Mit Millionenaufwand wollte sich Tennis Borussia in die Fußballbundesliga kicken. Am heutigen letzten Spieltag spielt TeBe gegen den Abstieg. Der wäre ein Glücksfall

Eine Villa in der Pacelliallee in Dahlem. Auf dem goldenen Klingelschild steht „Bankhaus Partin“. Das Haus ist teuer renoviert, das Interieur nobel. Eine Sekretärin hilft dem Gast eilig aus der Jacke. Dann kommt der Pressesprecher, winkt etwas überdreht mit seiner Visitenkarte. Schließlich erscheint der Vorstandsvorsitzende. Kräftiger Händedruck. Beide haben ihre Posten erst seit kurzem. Beide bemühen sich, Aufbruchstimmung zu verbreiten. Sie wollen nach oben. Mit dem Fußballverein Tennis Borussia Berlin. In „Steinen und Beinen“ sei ihr Geld angelegt. Es ist Februar.

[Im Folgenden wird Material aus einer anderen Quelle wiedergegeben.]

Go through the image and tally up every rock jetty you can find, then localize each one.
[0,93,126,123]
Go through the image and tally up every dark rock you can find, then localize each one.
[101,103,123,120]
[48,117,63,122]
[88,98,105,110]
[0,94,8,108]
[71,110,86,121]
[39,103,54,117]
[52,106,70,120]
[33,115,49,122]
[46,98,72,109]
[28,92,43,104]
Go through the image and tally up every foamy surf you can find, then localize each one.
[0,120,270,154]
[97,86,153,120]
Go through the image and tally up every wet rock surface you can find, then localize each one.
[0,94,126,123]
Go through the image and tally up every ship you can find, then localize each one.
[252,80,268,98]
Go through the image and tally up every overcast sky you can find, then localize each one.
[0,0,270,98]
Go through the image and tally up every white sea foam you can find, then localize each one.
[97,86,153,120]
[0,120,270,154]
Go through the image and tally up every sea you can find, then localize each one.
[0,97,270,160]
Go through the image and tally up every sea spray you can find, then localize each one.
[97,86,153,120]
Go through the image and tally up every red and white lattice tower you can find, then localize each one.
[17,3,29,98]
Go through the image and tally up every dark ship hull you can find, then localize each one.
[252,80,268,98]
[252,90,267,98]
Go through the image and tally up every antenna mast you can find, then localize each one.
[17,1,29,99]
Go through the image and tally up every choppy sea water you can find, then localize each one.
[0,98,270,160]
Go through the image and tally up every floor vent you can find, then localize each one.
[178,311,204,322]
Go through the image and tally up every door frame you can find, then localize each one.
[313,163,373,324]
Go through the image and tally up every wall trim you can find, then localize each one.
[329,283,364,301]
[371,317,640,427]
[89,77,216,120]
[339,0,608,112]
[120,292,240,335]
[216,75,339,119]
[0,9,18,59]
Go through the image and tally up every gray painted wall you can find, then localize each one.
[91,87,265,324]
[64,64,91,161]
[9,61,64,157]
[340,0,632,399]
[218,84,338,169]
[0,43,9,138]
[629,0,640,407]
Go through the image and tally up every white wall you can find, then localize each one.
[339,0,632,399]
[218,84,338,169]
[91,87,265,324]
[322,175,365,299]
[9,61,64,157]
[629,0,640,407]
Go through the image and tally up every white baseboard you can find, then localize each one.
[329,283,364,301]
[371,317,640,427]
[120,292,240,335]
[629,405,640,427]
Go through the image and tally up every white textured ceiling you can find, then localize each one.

Michael Plassmann und Erwin Zacharias von der Göttinger Gruppe sind guten Mutes, dass der Sprung in die erste Liga nach Ablauf der Zweitligasaison 2000 gelingen kann. Innerlich sehen sie TeBe schon im Olympiastadion gegen Hertha BSC spielen.

Doch dann kommt alles anders. Es ist fast Sommer, und TeBe hat keine wundersame Metamorphose vollzogen, der Verein in der Umklammerung der Göttinger Gruppe ist sich treu geblieben. Von Aufstieg ist seit langem nicht mehr die Rede, sondern vom Abstieg. Der ist so wahrscheinlich, wie das marode Image der Kapitalanlagetrickser aus Göttingen auf die Kicker in Violett übergegangen ist. Heute spielt Tebe in Chemnitz um den Verbleib in der zweiten Liga.

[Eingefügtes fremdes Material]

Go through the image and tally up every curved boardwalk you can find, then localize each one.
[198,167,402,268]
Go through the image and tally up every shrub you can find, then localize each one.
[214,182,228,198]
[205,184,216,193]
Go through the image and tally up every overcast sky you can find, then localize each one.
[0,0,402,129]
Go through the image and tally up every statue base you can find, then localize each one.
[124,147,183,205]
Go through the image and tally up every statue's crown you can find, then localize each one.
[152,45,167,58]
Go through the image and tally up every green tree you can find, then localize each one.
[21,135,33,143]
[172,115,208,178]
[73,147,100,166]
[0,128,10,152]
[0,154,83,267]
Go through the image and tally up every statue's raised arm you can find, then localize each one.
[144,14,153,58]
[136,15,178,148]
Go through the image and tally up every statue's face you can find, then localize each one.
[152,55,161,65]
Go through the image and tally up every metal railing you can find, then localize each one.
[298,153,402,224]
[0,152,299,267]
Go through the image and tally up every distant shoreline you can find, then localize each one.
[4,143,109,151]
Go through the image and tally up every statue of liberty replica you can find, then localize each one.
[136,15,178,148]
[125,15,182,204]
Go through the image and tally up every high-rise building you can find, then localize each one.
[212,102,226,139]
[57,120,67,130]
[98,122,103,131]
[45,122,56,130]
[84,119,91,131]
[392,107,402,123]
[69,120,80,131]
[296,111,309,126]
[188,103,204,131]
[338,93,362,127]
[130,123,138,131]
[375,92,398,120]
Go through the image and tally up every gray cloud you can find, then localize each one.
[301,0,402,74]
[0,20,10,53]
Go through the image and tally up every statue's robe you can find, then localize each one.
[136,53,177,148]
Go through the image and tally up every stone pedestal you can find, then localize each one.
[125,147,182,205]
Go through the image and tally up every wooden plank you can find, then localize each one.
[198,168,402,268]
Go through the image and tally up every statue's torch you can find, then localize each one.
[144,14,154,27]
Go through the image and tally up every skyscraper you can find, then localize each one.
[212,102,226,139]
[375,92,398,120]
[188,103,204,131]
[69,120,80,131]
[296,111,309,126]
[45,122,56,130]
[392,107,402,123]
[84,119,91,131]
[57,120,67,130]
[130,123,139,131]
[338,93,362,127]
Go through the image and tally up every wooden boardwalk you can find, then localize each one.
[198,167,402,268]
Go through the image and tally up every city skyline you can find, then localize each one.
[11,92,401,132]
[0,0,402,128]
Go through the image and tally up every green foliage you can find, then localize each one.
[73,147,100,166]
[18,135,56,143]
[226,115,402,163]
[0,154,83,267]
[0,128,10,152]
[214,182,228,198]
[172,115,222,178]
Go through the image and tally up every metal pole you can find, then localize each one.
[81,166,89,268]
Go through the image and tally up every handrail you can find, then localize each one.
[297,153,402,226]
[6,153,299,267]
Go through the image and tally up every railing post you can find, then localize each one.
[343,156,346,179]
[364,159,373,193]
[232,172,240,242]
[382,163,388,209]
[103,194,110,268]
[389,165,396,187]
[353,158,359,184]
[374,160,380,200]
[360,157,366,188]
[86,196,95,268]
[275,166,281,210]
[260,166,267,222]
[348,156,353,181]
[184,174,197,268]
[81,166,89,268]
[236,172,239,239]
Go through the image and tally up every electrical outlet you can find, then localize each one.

Nichts hat geholfen. Nicht die 34 Millionen Mark Investitionen vor der Saison, nicht ein Trainer, Winfried Schäfer, der mit einem hanebüchenen Vertrag an den Klub gekettet wurde. Vier Millionen Mark sind zu zahlen, falls dem Übungsleiter vorzeitig gekündigt wird. Und nun zögert auch noch der Deutsche Fußball-Bund (DFB) mit der Lizenz für die kommende Saison, nachdem die Zeitungen übervoll waren mit Meldungen vom unseriösen Treiben der Göttinger und deren Zahlungsschwierigkeiten.

Viel ist geschrieben worden vom zerrütteten Verhältnis zwischen Trainer und Mannschaft. Zuletzt machten wieder mal Gerüchte die Runde, die Spieler würden gegen den Verein spielen, weil ihre Verträge nicht in der Regionalliga gültig sind und sie weg wollten. Doch auch zuvor spielten die Kicker schon gegen den Verein, weil es sich sehr kommod in der 2. Liga leben lässt. In der Bundesliga hätte man den einen oder anderen notgedrungen gegen Spieler austauschen müssen, denen der Tabellenstand ein wenig näher geht als der Kontostand.

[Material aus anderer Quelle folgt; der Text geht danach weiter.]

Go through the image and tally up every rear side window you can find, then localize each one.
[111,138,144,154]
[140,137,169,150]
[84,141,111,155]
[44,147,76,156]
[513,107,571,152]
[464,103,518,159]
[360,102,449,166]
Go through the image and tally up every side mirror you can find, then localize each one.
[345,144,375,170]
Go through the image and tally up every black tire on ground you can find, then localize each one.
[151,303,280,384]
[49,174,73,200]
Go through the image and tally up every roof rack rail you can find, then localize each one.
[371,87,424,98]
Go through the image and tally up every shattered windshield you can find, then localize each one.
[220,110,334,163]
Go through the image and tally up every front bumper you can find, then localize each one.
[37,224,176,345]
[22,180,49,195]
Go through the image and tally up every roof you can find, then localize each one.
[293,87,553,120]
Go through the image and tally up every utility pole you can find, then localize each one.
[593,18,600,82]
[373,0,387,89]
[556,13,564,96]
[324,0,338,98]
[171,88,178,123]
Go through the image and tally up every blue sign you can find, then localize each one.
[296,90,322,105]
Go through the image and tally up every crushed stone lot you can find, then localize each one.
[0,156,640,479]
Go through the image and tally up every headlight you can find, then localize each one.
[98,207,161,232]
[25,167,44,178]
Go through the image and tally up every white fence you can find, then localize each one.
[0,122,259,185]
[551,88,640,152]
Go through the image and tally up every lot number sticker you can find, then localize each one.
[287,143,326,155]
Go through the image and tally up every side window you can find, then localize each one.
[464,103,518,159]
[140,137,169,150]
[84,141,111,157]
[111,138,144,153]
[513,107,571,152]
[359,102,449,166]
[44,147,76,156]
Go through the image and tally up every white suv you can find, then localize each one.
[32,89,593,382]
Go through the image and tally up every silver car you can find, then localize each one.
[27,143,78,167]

Doch der Kern des Problems liegt anderswo – bei der Göttinger Gruppe. Sie haben ein dubioses Finanzgebahren vorgelebt. Die Spieler von TeBe haben es gerne aufgegriffen. Skrupellos haben Ansgar Brinkmann, Sascha Ciric und Co. den Verein abgezockt. Mit mediokren Auftritten, aber gekonnten Intrigen. Moralisch ist das vertretbar, wenn die Chefetage, der „vermögensvernichtende“ Arbeit nachgesagt werden darf, zweifelhaft am Finanzmarkt agiert. Anderen Sponsoren ist so die Lust an einer Investition in die Borussia vergangen. TeBe wird gemieden, weil man nicht in der Korona der Göttinger Gruppe stehen will.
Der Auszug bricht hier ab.